Of course, any time you watch a film while suffering from a painful earache, you should not expect it to become your favorite.

Saturday, July 4, 2015

When "shit" means "damn"


Yes, I'm about to do this. I'm about to write a post about Bernardo Bertolucci's The Conformist in which the primary observation I will make has to do with a piece of controversially translated dialogue.

Welcome to The Audient.

So the scene in question is when the handler of our main character, Marcello Clerici (Jean-Louis Trintignant), comes to Paris to make sure Marcello is not losing his nerve about carrying out his mission. The handler, Manganiello by name (and yes, I was constantly thinking of the guy who strips in Magic Mike), is talking to an unseen Marcello, but a passing Parisian woman thinks he is speaking to the birds. The line she speaks to him, as translated into English for the subtitles, is "He thinks the birds speak Italian! Damn!"

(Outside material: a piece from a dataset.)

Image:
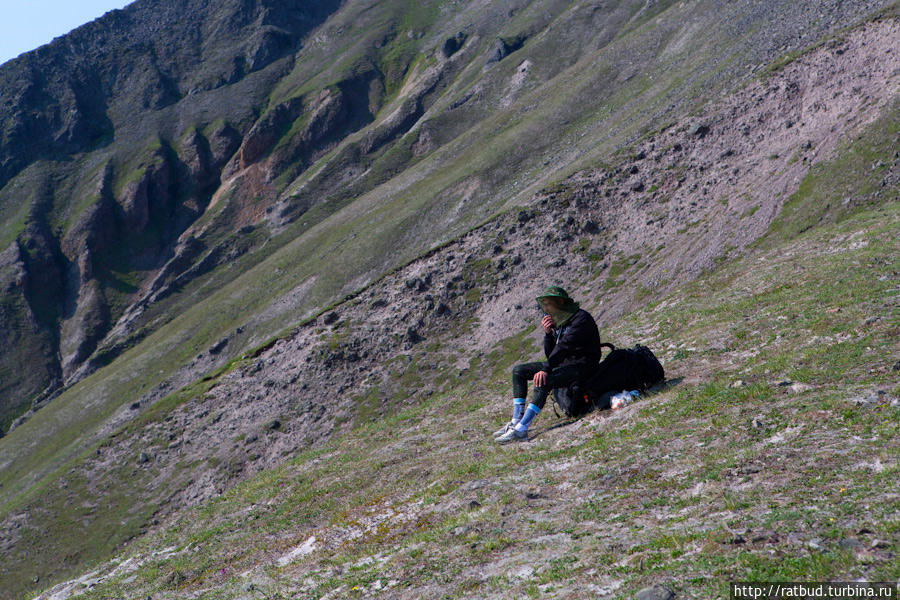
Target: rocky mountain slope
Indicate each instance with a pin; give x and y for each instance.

Except the last word she clearly says is "merde," which everyone knows is the French word for "shit."

Do they think we're that dumb?

The answer is no, no they don't. They just think we want the meaning of what she said translated, rather than the words themselves.

In reality, the English "Damn!" is closer to what that "Merde!" is trying to express than the English "Shit!"

"Shit!" is an expression of a surprise change in fortunes, usually negative. Something bad happens, you yell "Shit!"

"Damn!", on the other hand, is an expression of amazement over the audacity of a person's behavior. Someone does something audacious -- like speak to French birds in Italian -- you say "Damn!" Or, if you are a character on an urban sitcom, it's "Daaaa-yommm!"

It reminds me of this post, on translation vs. transliteration. The goal is ultimately to convey meaning, not convey linguistic precision.

Look, I'm sure you don't really give a damn, or give a shit. What you might really want to know is: What did I think of The Conformist?

Yeah, it's pretty much a masterpiece. The only reason I didn't give it a full five stars was that I spent a good deal of the middle portion disoriented within the plot. There were certain things that were occurring live that I thought were flashbacks, and vice versa. It all made sense by the end, but the experience of being uncertain threw me enough and lasted long enough that I ultimately thought it might have been handled a little bit more gracefully. Still, this is tour de force filmmaking with especially remarkable camerawork.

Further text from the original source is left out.